Second, manufacturers could import cheaper version of drugs they already sell in other countries if they are able to work out contracts with other organizations along the drug supply chain, according to CNN.
Azar and acting FDA commissioner Ned Sharpless are managing expectations for the proposal, which has many moving parts and might not change patients’ inability to import insulin from Canada. (RELATED: Low-Polling Democrat Challenges Bernie Sanders On Medicare For All: ‘Why Do We Gotta Be The Party Of Taking Something Away?’)
“We recognize there are operational challenges and questions that we need to overcome before these policies can be implemented,” Sharpless said according to CNN.
Big Pharma has already come out swinging against the plan, including a statement from Pharmaceutical Research and Manufacturers of America (PhRMA) president Stephen Ubl, who called the proposal “far too dangerous.”
“There is no way to guarantee the safety of drugs that come into the country from outside the United States’ gold-standard supply chain,” Ubl said in a statement according to ABC News. “Drugs coming through Canada could have originated from anywhere in the world.”
But will Canada be ready to sell to the U.S.? A coalition of 15 Canadian health care groups asked their leaders to protect their drug supply because of drug shortages there, reported CNN.
Meanwhile, governors from both parties have signed bills to facilitate foreign drug importation on the state level. DeSantis has faced criticism for signing Florida’s version, which still needs HHS approval. For example, conservative-leaning Americans for Tax Reform (ATR) criticized Florida’s measure, saying that it would allow foreign price controls to distort the market and stifle innovation.
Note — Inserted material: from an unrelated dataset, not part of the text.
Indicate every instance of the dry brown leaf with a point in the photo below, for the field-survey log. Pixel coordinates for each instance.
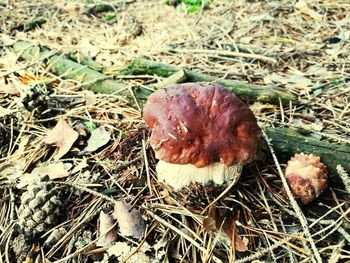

Allowing drug importation from Canada is a move that Senate Finance Committee Chair Chuck Grassley, a Republican, has been pushing for years. He grilled CEOs from some of the top-paying pharmaceutical companies about their prices at a committee hearing in February. Altogether, CEOs whose companies were represented Tuesday received more than $116,671,792 in compensation, including stock and stock options, in 2017, according to analysis by The Wall Street Journal.
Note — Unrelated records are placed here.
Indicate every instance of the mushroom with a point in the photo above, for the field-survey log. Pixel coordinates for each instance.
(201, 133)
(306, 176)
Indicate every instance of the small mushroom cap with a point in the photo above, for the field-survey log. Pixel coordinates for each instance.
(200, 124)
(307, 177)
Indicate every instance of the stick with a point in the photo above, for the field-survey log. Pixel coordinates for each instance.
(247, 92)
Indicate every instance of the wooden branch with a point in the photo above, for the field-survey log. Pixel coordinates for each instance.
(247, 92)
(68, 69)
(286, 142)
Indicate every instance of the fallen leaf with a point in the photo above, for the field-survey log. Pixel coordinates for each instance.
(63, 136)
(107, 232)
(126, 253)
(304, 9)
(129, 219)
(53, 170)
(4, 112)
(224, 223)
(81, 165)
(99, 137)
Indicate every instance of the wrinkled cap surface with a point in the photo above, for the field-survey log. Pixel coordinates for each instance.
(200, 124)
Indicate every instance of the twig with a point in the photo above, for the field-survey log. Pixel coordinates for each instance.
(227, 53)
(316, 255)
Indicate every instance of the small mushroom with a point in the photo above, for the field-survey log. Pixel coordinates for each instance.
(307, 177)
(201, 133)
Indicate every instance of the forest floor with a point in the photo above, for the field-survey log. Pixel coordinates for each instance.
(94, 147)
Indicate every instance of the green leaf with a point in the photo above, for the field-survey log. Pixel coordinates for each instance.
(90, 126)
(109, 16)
The administration’s proposal comes after the Centers for Medicare and Medicaid Services (CMS) proposed a rule Monday that would require hospitals to disclose prices negotiated with insurers and fine them for not complying. The rule builds on President Donald Trump’s executive order signed in June that directs the Department of Health and Human Services (HHS) to create rules increasing transparency in health care pricing.